In terms of air, in 2007 Canada set out its national plan for reducing greenhouse gas emissions and provided further detail in March of 2008. Existing facilities in oil sands—existing facilities being pre-2004—will be required to reduce emission intensity by 18% below 2006 standards by 2010, and will be required to achieve a 2% annual reduction thereafter. Newer facilities built since 2004 will have to meet a cleaner fuel standard and improve their intensity by 2% a year as well.
Additional measures apply exclusively to the oil sands and coal-fired electricity sectors, including requirement that oil sands in situ and upgraded facilities commencing production after 2011 achieve significant reductions based on carbon capture and storage standard. We're still working out exactly what carbon capture and storage standard requires, but we believe carbon capture and storage will be a major part of the solution moving forward on oil sands, but also in other areas.

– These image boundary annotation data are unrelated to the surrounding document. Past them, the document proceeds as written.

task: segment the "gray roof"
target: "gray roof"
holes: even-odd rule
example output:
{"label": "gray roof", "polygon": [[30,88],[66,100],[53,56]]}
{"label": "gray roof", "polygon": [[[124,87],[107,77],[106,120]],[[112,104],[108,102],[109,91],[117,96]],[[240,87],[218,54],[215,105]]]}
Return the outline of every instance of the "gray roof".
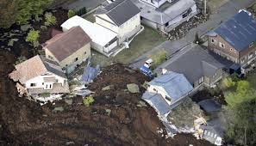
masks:
{"label": "gray roof", "polygon": [[240,52],[256,40],[256,21],[253,15],[242,10],[223,22],[214,32]]}
{"label": "gray roof", "polygon": [[183,74],[172,71],[154,78],[148,82],[148,85],[162,87],[172,102],[175,102],[193,89],[193,87]]}
{"label": "gray roof", "polygon": [[206,113],[216,112],[222,108],[222,106],[213,99],[201,100],[200,102],[198,102],[198,105]]}
{"label": "gray roof", "polygon": [[166,69],[184,74],[189,82],[193,84],[202,76],[214,76],[217,70],[222,69],[224,65],[215,59],[208,51],[201,46],[187,46],[182,54],[177,54],[171,59],[156,69],[159,72],[160,69]]}
{"label": "gray roof", "polygon": [[172,3],[169,8],[164,10],[155,9],[147,3],[139,1],[134,3],[140,9],[140,16],[153,22],[164,25],[166,22],[175,19],[177,16],[186,12],[195,4],[193,0],[179,0]]}
{"label": "gray roof", "polygon": [[47,59],[43,57],[41,57],[43,64],[45,65],[46,69],[55,75],[58,75],[61,77],[66,78],[66,76],[62,71],[59,64],[57,62]]}
{"label": "gray roof", "polygon": [[171,111],[171,106],[159,94],[152,94],[146,91],[142,95],[142,99],[149,104],[153,104],[153,107],[162,115]]}
{"label": "gray roof", "polygon": [[106,14],[117,26],[121,26],[140,12],[139,8],[130,0],[116,0],[99,8],[96,15]]}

I should note, however, that between 1990 and 2002, GHG intensity of production improved by 27%. There has been an absolute increase in GHG emissions because of the growth of the oil sands, the number of projects. The intensity actually has improved, and we've all set objectives, including the Alberta government setting objectives for improvements moving forward.
I'll turn to water, slide 18. In the oil sands industry, water is important. It's required for extraction and other processes like transporting slurry, separating oil from sand in the mining operations, and making steam for extraction. In oil sands surface mining, about 70% of the water is recycled, and in situ, in the deeper stuff, which is going to be the future, about 90% is being recycled. Those numbers are an improvement from where they were a number of years ago. Depending on who you talk to, it's between 30% and 45% improvement in efficiencies over the last 10 or 15 years.
The Alberta government, responsible for this, has set an objective of a further improvement by 2015. Alberta Environment, monitoring the water quality and oil sands in the region, has set that objective, and we've been working with them through DFO in particular, which has developed a plan that was released in February 2007, a water management framework for oil sands in Alberta.
The final slide is just a bit of a summary. It really is an enormous resource, a hugely important resource for Canada, for North America, and for the world. High oil prices and improving technology will likely make more of it available in a shorter period of time than folks may have thought. Our challenge is to make sure that as it is developed, it is developed in an environmentally responsible way, in a way that takes into account the economic and social challenges we spoke to and is driven by sustainable development.
Moving ahead, in our view, means partnerships: partnerships with the Alberta government and other provincial governments; partnerships internationally, where we're involved with many other countries in terms of carbon capture and storage, in terms of many aspects on the environment side; partnerships with industry; partnerships with environmental groups; partnerships with aboriginal groups, particularly the ones who live there, the Athabasca Tribal Council and others in the area.
With that, thank you very much for your patience. We have a few extra slides, which I think I'm not going to walk you through, but we'll leave them for your information.
We'll be happy to answer any questions or comments you may have. I've taken more time than I was supposed to, which I appreciate.